#TheWhiskeyShot: Poet Spotlight (Wave 2) – Briony Collins

Briony Collins didn’t start out writing poetry so much as rehearsing it. The early years were filled with imitation, not out of a lack of experience, but because poetry, as she’d learned it, belonged to another world. “It wasn’t that I didn’t have anything of my own to write about,” she says. “But poetry still felt entirely inaccessible to someone like me, coming from a low-income household.” All the poets in school were long-dead men, writing about politics, religion, and epic love. “All things that didn’t interest me at the time,” she adds, “as I was very young when I started to explore poetry more seriously—probably around 13 or 14 years old.”

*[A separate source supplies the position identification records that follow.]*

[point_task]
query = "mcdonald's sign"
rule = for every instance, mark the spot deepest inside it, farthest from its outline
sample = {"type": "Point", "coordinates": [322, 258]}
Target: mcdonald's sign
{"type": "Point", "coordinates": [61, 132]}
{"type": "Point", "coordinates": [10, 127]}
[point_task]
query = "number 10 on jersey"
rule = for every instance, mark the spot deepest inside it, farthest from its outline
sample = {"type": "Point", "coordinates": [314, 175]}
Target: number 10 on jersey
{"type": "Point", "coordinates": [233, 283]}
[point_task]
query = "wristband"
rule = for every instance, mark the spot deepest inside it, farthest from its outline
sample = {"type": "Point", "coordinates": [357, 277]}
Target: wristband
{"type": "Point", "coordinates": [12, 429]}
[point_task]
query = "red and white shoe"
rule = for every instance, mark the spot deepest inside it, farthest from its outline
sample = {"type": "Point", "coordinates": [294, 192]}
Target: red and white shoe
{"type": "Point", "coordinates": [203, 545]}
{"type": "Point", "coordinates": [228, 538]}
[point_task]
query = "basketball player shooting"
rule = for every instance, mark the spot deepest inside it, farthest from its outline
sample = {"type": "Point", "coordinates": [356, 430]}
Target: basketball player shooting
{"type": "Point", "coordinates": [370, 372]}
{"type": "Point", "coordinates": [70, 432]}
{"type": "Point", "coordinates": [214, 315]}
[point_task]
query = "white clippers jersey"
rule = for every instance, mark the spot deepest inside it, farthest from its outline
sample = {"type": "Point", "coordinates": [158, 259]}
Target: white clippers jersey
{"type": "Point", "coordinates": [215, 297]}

She mimicked what she thought a poet was supposed to be. For longer than she’d like to admit, her work was an echo chamber of other voices. Until one moment snapped her out of it. She was finishing her undergraduate dissertation and sent a poem to her supervisor, a not-so-great piece written from the perspective of an 18th-century ancestor. The response? Brutal and transformative. “Briony. Who are you writing for?” That was the rupture. “I had never written for myself before,” she realises now. “My early work wasn’t poetry; it was posturing.” That same week, she scrapped the poem and wrote Harbour, the opening piece of what would become her debut pamphlet, Blame it on Me. “It was for me, and for my mum.” Now, that’s who she writes for, who she always returns to when her voice is at its most vital.

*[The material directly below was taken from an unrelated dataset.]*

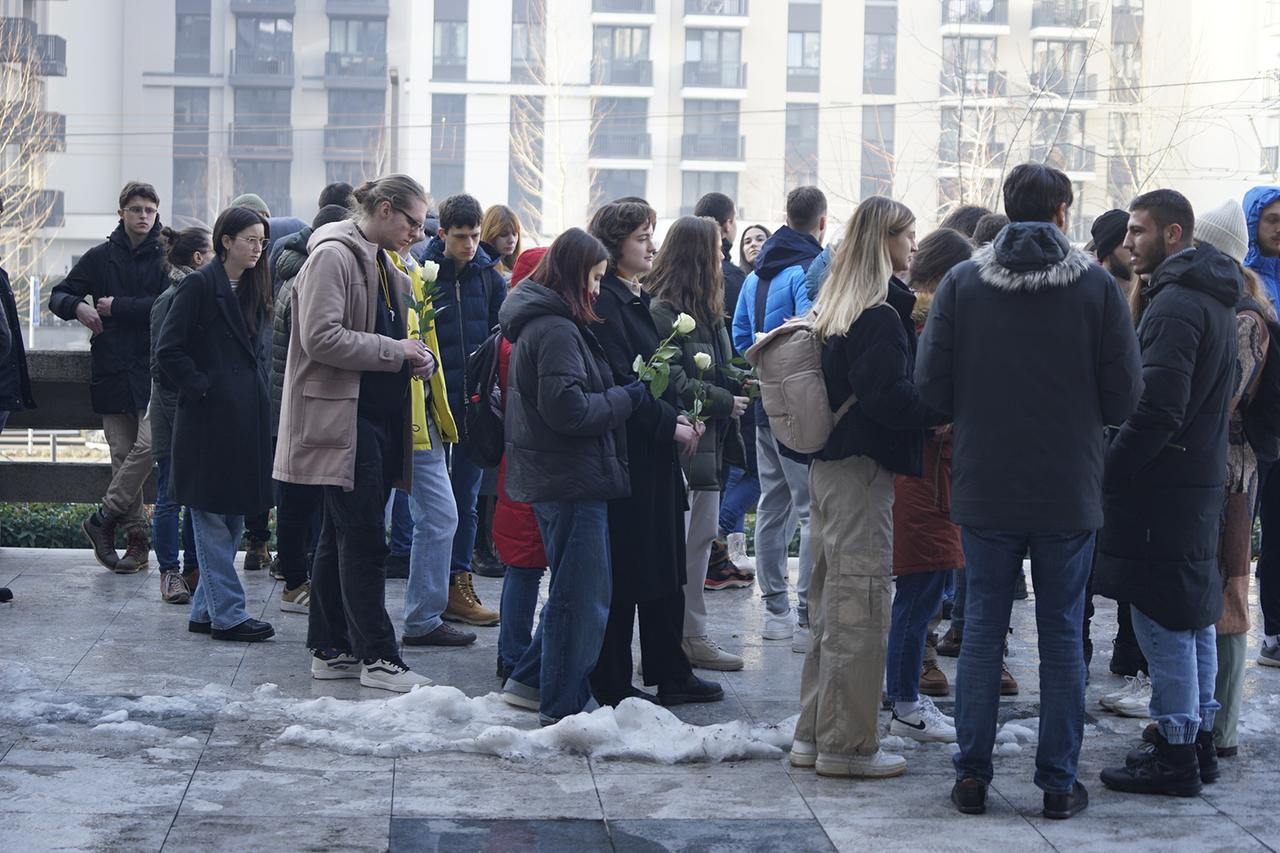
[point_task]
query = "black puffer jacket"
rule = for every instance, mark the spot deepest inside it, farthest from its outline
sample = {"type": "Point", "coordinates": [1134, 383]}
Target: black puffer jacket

Collins doesn’t operate on a rigid process. No formulas. No tidy outlines. “It’s more like a feeling,” she says. A word, phrase, or image will lodge itself in her head and demand attention. It’s never born from a big concept. “Just a little fragment of language that sticks in my brain and makes me feel something.” That fragment becomes a magnet, pulling other pieces toward it. Sometimes she has to go hunting, placing poetry books open on her desk, Frank O’Hara, Sylvia Plath, Denise Riley, waiting for the language to catch fire. Once the poem begins to take shape, she tweaks and trims, shifting verbs and slicing down lines until it feels right. Then she lets it rest. “Sometimes for an hour. Sometimes for months. Eventually, I return, reread, polish, and it’s 90% done. The last 10% is up to the reader.”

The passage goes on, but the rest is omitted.